Panos Prevedouros, Ph.D.
University of Hawai`i Professor
Engineers transform problems into real solutions.
Engineers are visionaries and problem solvers. They work to develop
economic and safe solutions to practical problems.
As a matter of fact, 20% of CEO's of Fortune 500 companies have an
engineer at the helm. And if you're wondering if an engineer can
manage a budget, the answer is yes. Engineering management includes
experience with engineering economy, financial management and
industrial and human resources.
Panos is an engineer who has lived in Hawaii for 20 years. Like you
and me, he has watched the roads deteriorate. He has watched taxes
go up. He has watched the traffic build. He has driven into more
than his share of potholes. He has watched bridges collapse,
streams overflow, untreated sewage flow into our beautiful oceans.
He has sat at one unsynchronized traffic light after another. He
has waited for recycling to become a reality. He has watched the
trash build up. And he is sick of it. He knows how much things
cost. He knows whether we need them. He knows whether we can afford
them. He knows whether we can maintain them.

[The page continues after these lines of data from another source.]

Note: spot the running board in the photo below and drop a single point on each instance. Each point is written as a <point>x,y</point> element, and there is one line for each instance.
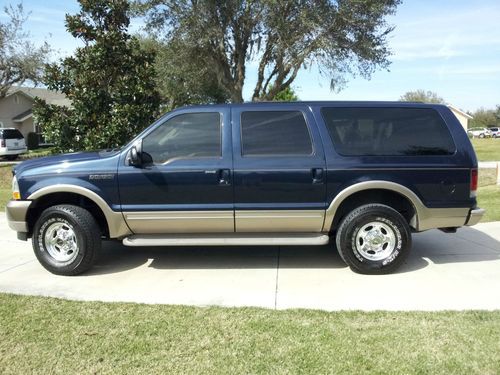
<point>284,239</point>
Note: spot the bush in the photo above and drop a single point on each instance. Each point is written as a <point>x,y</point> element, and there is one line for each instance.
<point>32,141</point>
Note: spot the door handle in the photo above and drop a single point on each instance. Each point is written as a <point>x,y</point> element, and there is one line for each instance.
<point>318,175</point>
<point>224,176</point>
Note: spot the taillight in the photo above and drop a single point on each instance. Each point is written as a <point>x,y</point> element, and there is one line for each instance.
<point>473,182</point>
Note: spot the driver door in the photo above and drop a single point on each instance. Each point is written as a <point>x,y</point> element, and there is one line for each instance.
<point>185,183</point>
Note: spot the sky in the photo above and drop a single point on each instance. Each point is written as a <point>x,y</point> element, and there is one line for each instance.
<point>451,47</point>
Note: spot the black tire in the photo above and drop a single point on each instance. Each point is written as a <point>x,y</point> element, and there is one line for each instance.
<point>393,246</point>
<point>83,235</point>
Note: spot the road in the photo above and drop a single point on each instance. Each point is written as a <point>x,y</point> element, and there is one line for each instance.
<point>444,271</point>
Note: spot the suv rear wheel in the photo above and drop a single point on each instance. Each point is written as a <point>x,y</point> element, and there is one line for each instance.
<point>66,240</point>
<point>373,239</point>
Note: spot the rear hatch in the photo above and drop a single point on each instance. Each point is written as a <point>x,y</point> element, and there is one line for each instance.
<point>13,139</point>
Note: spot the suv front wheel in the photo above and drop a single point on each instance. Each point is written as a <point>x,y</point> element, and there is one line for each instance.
<point>66,240</point>
<point>373,239</point>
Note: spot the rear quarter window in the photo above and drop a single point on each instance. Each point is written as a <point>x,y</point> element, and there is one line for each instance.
<point>388,131</point>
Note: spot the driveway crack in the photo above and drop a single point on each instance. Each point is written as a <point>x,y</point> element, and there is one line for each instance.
<point>277,278</point>
<point>17,265</point>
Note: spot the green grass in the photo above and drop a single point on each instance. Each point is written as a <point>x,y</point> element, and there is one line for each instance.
<point>5,186</point>
<point>45,335</point>
<point>488,197</point>
<point>487,149</point>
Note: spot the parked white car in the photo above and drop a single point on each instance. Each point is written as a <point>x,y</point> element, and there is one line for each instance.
<point>479,133</point>
<point>12,143</point>
<point>495,132</point>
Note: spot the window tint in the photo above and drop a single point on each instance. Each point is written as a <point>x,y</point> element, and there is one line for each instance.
<point>388,131</point>
<point>274,133</point>
<point>191,135</point>
<point>11,134</point>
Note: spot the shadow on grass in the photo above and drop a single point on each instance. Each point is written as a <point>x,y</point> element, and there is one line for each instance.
<point>466,246</point>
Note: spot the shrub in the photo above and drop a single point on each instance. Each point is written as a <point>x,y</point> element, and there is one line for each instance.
<point>32,141</point>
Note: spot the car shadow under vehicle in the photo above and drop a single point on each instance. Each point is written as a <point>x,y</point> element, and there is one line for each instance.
<point>467,245</point>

Like most of us, Panos went to public school all his life. He
studied at the engineering college at Aristotle University, and
came to the United States where he received both his Masters and
Doctorate degrees in transportation engineering at Northwestern
University. Northwestern, by the way, is one of the top ten
engineering schools in the world. Panos joined the Civil
Engineering Department at the University of Hawaii in 1990. He is a
tenured professor. He has been the Chair of UH’s civil engineering
Graduate Program since 2003. He developed UH’s Traffic and
Transportation Lab in the late 1990s.
Panos is considered to be one of the preeminent authorities in his
field. Over the past ten years, he has been invited to give his
professional opinion in ten countries and 33 large cities
worldwide, including Beijing, Chicago, Houston, Las Vegas, Los
Angeles, London, Munich, New York, Paris, San Diego, Tokyo, Venice,
Vienna and Washington, D.C.
Since its opening before the 2004 summer Olympics in Athens, Panos
has been assisting the Attica Toll way Operations Authority with
freeway operations analysis to optimize its traffic flow. Attica
Toll way was built between 1998 and 2004 in the dense periphery of
Athens, Greece. Athens is a metropolitan area of five million
people. Attica Toll way’s length is longer than the H-1, H-2 and
H-3 combined. It was built as a public private partnership with
Greek, French and American partners with co-financing by the
In 2006 it received the International Road Federation award as one
of the safest freeways in the world. It was forecasted that in 2008
Attica Toll way will have about 250,000 daily entries, but the most
recent count is 330,000 entries. A wide corridor in Athens has been
decongested and motorists have the option to pay a 2.7 euro flat
toll and drive 15 miles in 15 minutes, or they can use parallel
free arterials and make the same trip in 40 to 50 minutes.